I've put together a reading guide for chapters 1 - 3. I'l try to do
this periodically, and hopefully it will help keep us on the same
track. Feel free to post any questions or comments you might have!
Chapter 1 -
MacIntyre begins by suggesting that we have suffered a catastrophic
loss in how we understand ethics and morality. He describes a future
where our knowledge of natural sciences have been lost and centuries
later humanity tries to put that knowledge back together. The terms
and phrases might by the same, but the context has been completely
lost.
Anyone observing from the past would notice how the science was being
misused, but it would be impossible to for anyone in the future to see
the mistakes. MacIntyre believes we have gone through a similar break
in our understanding of morality. Unfortunately, we have all been
convince this massive break from our tradition of morality was a
positive development in Western history.
Chapter 2 -
There is no way today to rationally come to moral agreement. MacIntyre
takes several moral issues, including abortion and war, and shows how
we all come to arguments with rival claims. The different arguments
prevent finding agreement on the same terms. Moral agreement today has
become impossible due to a lack of common starting point.
The main culprit MacIntyre sees is emotivism. Emotivism is "the
doctrine that all evaluative judgements...are nothing but expressions
of preference, expressions of attitude or feeling, insofar as they are
moral or factual in character." This means that all moral judgements
come down to mere personal choice. There are no underlying truth
claims or consensus on morality that can be allow us to come to
agreement in ethical arguments.
Emotivism's strength lies in its universal claims - it professes to
give an account of all other value judgements. All attempts throughout
history are dismissed as merely expressions of preference, and all
arguments are reduced to simply trying to convince others of your
position through rhetorical prowess.
MacIntyre traces the birth of emotivism to a reaction against the
certainty of G.E. Moore's work in ethics. Around the turn of the
nineteenth century, Moore believed he had found impersonal and
objective measures in discerning morality. Hailed as a revolutionary
breakthrough at the time, it was believed that Moore had freed
morality from the bounds of tradition and ethics.
There are three main parts to Moore's arguments. First, that good is
the name of a non-natural property, such as yellow or weight. Second,
a right action is one that produce the most good - thus utilitarian.

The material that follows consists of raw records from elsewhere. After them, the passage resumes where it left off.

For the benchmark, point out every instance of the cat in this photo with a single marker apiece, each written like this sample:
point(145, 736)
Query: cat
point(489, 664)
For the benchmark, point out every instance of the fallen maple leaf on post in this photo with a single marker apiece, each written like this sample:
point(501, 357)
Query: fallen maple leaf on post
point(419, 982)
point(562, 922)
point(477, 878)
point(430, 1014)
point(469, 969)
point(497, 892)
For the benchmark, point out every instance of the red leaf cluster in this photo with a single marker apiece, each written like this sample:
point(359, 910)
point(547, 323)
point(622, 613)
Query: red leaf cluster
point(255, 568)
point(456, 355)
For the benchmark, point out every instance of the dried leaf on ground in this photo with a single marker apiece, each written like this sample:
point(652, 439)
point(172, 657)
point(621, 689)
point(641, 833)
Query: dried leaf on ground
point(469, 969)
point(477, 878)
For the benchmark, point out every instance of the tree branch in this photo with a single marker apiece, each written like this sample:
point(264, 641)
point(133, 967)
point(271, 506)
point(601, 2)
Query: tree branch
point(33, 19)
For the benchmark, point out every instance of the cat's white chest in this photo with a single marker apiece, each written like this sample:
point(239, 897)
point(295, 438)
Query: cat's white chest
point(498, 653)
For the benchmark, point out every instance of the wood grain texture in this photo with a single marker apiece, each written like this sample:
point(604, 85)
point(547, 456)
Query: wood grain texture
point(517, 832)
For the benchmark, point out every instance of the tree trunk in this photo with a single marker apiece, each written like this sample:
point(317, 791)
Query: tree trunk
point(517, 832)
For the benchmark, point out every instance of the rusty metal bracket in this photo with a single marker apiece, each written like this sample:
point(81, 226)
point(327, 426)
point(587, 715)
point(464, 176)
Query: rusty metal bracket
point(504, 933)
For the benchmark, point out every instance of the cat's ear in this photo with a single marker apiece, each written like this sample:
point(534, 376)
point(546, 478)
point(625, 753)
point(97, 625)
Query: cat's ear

And thirdly, the greatest goods are personal affections and aesthetic
enjoyments. These arguments went over well with many of the
intellegnsia of the time, who liked the idea that beauty and pleasure
were objectively the highest goals one could aspire to achieve, and
whatever actions produced the most beauty and pleasure should be
pursued most actively. Moore also claimed to explain all previous
arguments for the good through his criteria.
The idea that good can be objectively and rationally determined, and
then reduced to personal affections and aesthetic enjoyments is
silliness. Once people realized this basis of argument was ineffective
it was seen that the appeal of Moore's philosophy was based solely on
the personal appeal of it to those professing it's virtues. Moore's
understanding of morality opened up philosophy to the power of
personal choice. What was left was a belief that anyone trying to
argue for the good was merely attempting to argue for their feelings
and attitudes.
And thus we have emotivism. MacIntyre writes that "what emotivism
asserts is in central part that there are and can be no valid rational
justification for any claims that objective and impersonal moral
standards exist and hence that there are no standards." And so any
previous attempt to find rational justification for an objective
morality has failed. MacIntyre believes that the vast majority of
people today behave as if emotivism were true.
Chapter 3 -
MacIntyre uses this chapter to provide the social background of
emotivism. The main social reality he sees is a bureaucratic one,
which attempts to match means and ends in the most economical and
efficient manner. This social reality provides the values used by
moral agents.
In any culture there are characters that represent the morals of the
culture. MacIntyre identifies three characters in our bureaucratic
culture:
- the Rich Aesthete: those who are bored with the state of leisure
their material prosperity has left them in. They seek to control the
behavior in others as a way to escape the boredom.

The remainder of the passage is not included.